Monday, March 16, 2020

Sense and Sensibility - Jane Austen

The last few weeks have been awkwardly slow, eventless and tiring. I picked up this book to get lost in my own self. It only made my grief bigger.

Its the book about Elinor and Marianne - Two Dashwood sisters - left to save their vanity after their father's death. Its set in 17th century in England. The book is a great deal of "conduct lessons" for young women and mankind if not less.

Elinor is full of sense - wisdom, good judgement and realistic thinking. Marianne is full of sensibility - emotional, sensible and living in goodwill dreamland. The book is a depiction of behavioural paradigm of these two characters. One has everything concealed and the other has nothing to conceal.



The story of the book is about how the Elinor and Marianne deal with situations when they become destitute by their father's death, finding a place to live when they are asked to leave the Norland farm, finding love in Edward Ferrars and John Willoughby respectively and dealing with Brandon, heart breaks, Edward Ferrars secret engagement to Lucy Steele, Lucy affinity to Robert Ferrars, Fanny's contentious treatment, avarice sense of John Dashwood, Willoughby's deception, London visit, Edward's apologies, being ill to the state of death, the recovery from death bed, Brandon's love for Marianne and finally making up the decision to marry.

The journey is drastic and dramatic with each twist having a twitch in the readers tummy.
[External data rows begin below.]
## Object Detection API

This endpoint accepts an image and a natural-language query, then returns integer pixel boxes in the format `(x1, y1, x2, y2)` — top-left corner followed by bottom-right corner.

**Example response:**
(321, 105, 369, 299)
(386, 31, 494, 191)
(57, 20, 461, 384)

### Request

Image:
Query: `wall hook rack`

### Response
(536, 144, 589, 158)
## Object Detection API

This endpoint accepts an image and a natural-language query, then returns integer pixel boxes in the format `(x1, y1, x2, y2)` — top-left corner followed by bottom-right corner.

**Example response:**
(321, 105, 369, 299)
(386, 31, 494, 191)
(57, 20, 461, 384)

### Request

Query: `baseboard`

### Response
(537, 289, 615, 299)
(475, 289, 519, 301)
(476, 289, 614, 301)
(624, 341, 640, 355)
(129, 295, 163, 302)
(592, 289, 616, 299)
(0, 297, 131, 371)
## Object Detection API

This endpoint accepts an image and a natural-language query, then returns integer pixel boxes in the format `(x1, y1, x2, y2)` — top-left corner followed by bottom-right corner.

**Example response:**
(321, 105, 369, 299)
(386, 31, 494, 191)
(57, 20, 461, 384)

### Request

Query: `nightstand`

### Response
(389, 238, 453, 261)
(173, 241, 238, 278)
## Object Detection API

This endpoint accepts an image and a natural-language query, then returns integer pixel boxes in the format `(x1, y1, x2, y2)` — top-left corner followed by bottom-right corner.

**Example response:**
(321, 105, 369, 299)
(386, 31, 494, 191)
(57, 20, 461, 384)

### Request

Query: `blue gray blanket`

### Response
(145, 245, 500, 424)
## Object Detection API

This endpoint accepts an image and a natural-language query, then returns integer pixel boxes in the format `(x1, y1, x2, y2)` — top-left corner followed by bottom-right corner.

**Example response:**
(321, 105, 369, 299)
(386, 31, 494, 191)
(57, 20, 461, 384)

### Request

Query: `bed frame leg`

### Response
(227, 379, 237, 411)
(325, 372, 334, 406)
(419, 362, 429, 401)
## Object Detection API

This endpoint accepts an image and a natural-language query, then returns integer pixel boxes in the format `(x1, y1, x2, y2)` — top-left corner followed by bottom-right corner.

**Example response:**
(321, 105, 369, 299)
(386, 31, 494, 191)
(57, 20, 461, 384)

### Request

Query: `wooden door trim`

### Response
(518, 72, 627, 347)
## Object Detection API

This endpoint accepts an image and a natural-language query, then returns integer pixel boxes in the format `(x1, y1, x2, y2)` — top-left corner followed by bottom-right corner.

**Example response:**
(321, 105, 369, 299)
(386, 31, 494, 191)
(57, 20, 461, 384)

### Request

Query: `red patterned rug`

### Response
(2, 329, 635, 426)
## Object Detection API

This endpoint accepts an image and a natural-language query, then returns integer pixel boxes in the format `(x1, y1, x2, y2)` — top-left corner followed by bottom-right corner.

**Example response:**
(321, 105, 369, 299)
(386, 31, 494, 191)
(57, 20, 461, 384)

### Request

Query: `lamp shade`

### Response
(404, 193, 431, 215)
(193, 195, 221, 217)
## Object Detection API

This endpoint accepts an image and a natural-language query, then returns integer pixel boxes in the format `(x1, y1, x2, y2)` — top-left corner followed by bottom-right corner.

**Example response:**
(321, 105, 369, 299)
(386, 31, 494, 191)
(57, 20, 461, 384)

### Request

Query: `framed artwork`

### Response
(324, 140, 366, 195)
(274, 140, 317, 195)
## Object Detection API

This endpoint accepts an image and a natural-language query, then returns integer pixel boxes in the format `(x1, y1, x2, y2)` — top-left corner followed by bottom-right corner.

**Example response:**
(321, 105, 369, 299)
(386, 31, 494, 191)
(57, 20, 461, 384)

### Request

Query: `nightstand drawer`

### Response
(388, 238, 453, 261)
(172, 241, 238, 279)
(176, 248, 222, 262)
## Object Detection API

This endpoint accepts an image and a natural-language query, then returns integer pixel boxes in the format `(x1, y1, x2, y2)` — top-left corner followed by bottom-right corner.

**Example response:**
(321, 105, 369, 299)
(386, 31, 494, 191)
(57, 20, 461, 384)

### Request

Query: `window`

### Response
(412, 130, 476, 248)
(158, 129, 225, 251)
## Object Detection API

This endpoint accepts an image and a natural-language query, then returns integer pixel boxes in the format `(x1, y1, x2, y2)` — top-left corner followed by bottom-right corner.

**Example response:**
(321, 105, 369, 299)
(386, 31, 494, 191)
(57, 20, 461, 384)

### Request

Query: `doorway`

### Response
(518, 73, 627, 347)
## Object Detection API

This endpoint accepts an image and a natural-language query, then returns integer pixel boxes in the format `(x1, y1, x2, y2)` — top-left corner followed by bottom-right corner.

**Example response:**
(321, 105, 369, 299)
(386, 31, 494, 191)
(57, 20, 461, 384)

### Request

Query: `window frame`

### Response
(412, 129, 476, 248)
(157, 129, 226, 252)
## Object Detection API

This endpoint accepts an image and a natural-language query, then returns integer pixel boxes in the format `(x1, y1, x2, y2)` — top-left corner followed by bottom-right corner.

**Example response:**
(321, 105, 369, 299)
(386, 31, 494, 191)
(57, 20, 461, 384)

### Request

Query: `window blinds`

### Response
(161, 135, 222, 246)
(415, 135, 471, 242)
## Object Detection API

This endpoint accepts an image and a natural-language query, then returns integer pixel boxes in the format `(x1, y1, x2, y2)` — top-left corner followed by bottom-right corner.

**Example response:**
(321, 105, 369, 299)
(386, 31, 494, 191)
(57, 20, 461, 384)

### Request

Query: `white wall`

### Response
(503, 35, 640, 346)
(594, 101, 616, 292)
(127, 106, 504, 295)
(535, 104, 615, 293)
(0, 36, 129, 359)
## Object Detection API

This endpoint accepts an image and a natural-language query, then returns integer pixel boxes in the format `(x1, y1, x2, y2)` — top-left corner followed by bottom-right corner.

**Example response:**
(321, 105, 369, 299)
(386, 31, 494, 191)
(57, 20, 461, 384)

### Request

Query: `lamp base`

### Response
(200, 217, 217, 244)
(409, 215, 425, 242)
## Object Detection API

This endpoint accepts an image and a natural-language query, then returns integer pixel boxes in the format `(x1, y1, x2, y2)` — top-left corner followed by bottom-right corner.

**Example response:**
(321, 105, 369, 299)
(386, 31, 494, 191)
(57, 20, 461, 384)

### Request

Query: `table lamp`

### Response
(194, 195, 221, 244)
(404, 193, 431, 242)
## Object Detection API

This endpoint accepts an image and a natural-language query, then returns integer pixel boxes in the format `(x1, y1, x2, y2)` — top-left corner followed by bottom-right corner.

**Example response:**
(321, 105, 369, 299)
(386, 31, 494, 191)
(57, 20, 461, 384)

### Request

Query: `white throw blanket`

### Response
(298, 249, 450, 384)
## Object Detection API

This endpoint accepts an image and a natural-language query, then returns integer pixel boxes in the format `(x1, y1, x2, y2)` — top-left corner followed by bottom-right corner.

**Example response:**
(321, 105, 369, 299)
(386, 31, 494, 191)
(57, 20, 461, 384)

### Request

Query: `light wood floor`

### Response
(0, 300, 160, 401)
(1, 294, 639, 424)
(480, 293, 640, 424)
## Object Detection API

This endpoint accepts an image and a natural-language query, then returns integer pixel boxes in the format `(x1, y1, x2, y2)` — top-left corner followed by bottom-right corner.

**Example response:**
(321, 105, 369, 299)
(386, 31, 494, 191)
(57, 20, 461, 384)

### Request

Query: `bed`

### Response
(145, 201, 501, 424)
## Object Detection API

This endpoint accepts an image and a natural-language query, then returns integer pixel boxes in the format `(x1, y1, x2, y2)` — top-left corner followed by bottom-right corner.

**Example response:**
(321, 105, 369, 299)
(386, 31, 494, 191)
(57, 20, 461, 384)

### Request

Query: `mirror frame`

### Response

The sense and sensibilities of the characters is life inspiring and a clearly defines what to do and what not to do. Thats why I think it stayed as the "Conduct lessons" for so many years in the history. The journey is also the depiction of socio economic conditions in the evolution time period of mankind where "Family" hood was at epitome. All through what is professed is that its not about woman or man - one has to uphold the respect for self.

The language was a bit strange to me at first but you get accustomed to it after say 50 pages. It took more than 4 weeks to read. But after those four weeks I felt like a different person altogether. Some of the best quotes in the book are -

“She was stronger alone…”
“Know your own happiness. You want nothing but patience- or give it a more fascinating name, call it hope.”
“To wish was to hope, and to hope was to expect…”
“Sometimes one is guided by what they say of themselves, and very frequently by what other people say of them, without giving oneself time to deliberate and judge.”
“Life could do nothing for her, beyond giving time for a better preparation for death.”
“It is not what we think or feel that makes us who we are. It is what we do. Or fail to do.”
“A man who has nothing to do with his own time has no conscience in his intrusion on that of others.”
“I never wish to offend, but I am so foolishly shy, that I often seem negligent, when I am only kept back by my natural awkwardness. [...] Shyness is only the effect of a sense of inferiority in some way or other. If I could persuade myself that my manners were perfectly easy and graceful, I should not be shy.”
“She was without any power, because she was without any desire of command over herself.”

“Marianne Dashwood was born to an extraordinary fate. She was born to discover the falsehood of her own opinions, and to counteract, by her conduct, her most favourite maxims.”
“I can feel no sentiment of approbation inferior to love.”
“Mine is a misery which nothing can do away.”
“Sometimes I have kept my feelings to myself, because I could find no language to describe them in but what was worn and hackneyed out of all sense and meaning.”